L’interception de 1,9 million de dollars américains à l’aéroport international de N’djili n’est pas un simple fait divers financier. Elle agit plutôt comme un révélateur brutal d’un dysfonctionnement structurel et institutionnel de la République démocratique du Congo. La réaction rapide des autorités, incarnée par le ministre d’État Guillaume Ngefa et le procureur général Firmin Mvonde, marque une volonté affichée de fermeté. Mais au-delà de cette séquence judiciaire, une question essentielle demeure : que nous dit réellement cette affaire sur l’état du système ?
Une réponse judiciaire nécessaire, mais insuffisante
La mise sous scellés des fonds, leur consignation à la Banque centrale et l’ouverture d’une enquête approfondie sont des exigences indispensables. Elles traduisent un réflexe d’État face à une situation potentiellement grave : transport illicite de capitaux, blanchiment, corruption ou financement d’activités illégales.
Cependant, cette réponse, aussi rigoureuse soit-elle, intervient en aval.

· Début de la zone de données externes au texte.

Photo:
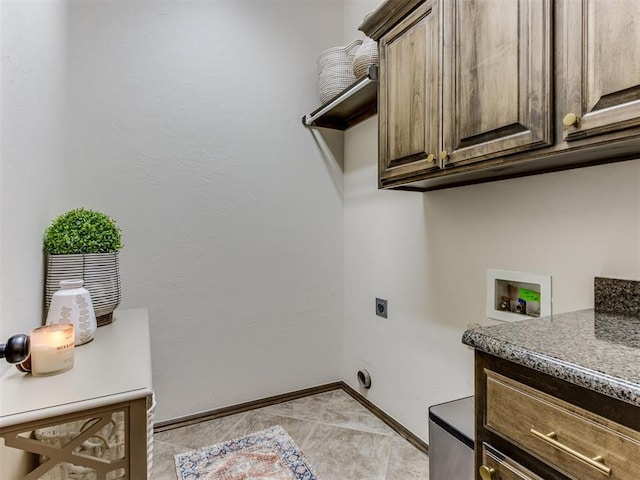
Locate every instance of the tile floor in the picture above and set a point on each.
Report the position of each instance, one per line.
(341, 439)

Elle traite les conséquences visibles, sans nécessairement s’attaquer aux racines profondes du problème. Car transporter près de deux millions de dollars en liquide à travers un aéroport international ne relève pas d’une simple imprudence individuelle : c’est le signe d’un environnement où de telles pratiques restent possibles, voire tolérées dans certaines sphères.
L’économie du cash : une vulnérabilité persistante
En RDC, comme dans de nombreuses économies fragiles, la prédominance du cash constitue une faille majeure. Elle facilite les transactions opaques, contourne les circuits bancaires et complique la traçabilité des flux financiers. Dans ce contexte, les aéroports deviennent des points de passage stratégiques pour des capitaux dont l’origine et la destination échappent souvent à tout contrôle.

L’affaire de N’djili met ainsi en lumière les limites des mécanismes de surveillance financière. Comment une telle somme a-t-elle pu être mobilisée, transportée et presque exportée sans alerte préalable ? La question pointe vers des lacunes dans la coordination entre services douaniers, autorités monétaires et organes de renseignement financier.
Un problème de gouvernance et de confiance
Au cœur de cette affaire se trouve également une problématique de confiance. Lorsque les acteurs économiques privilégient le liquide, c’est souvent parce qu’ils doutent des institutions : instabilité bancaire, crainte de saisies arbitraires, fiscalité jugée imprévisible ou corruption endémique.
Dans ce contexte, le recours au cash devient une stratégie de contournement. Mais cette stratégie alimente en retour un cercle vicieux : elle affaiblit les institutions financières, réduit les recettes fiscales de l’État et entretient un climat d’opacité propice aux dérives.
L’impératif d’une réforme en profondeur
Si l’enquête annoncée devra établir les responsabilités individuelles, elle ne saurait suffire à elle seule. L’enjeu est plus large : il concerne la réforme du système dans son ensemble.
Cela passe par :
• le renforcement des mécanismes de lutte contre le blanchiment d’argent ;
• la modernisation et la digitalisation des services financiers ;
• une meilleure coordination entre institutions de contrôle ;
• et surtout, une volonté politique constante de lutter contre l’impunité.
Sans ces transformations, d’autres « affaires N’djili » continueront d’émerger, chacune traitée comme un cas isolé, alors qu’elles relèvent d’une même matrice.
Un test pour la crédibilité de l’État
L’interception des 1,9 million USD constitue, en définitive, un test. Un test pour la crédibilité de l’appareil judiciaire, appelé à démontrer son indépendance et son efficacité. Un test pour l’exécutif, sommé de transformer une réaction ponctuelle en politique publique cohérente. Et un test pour l’État lui-même, confronté à la nécessité de restaurer la confiance.
Car au-delà des chiffres et des procédures, c’est bien la question de la gouvernance qui est posée. Et tant que cette question restera sans réponse structurelle, les valises de billets continueront de circuler discrètement, mais sûrement.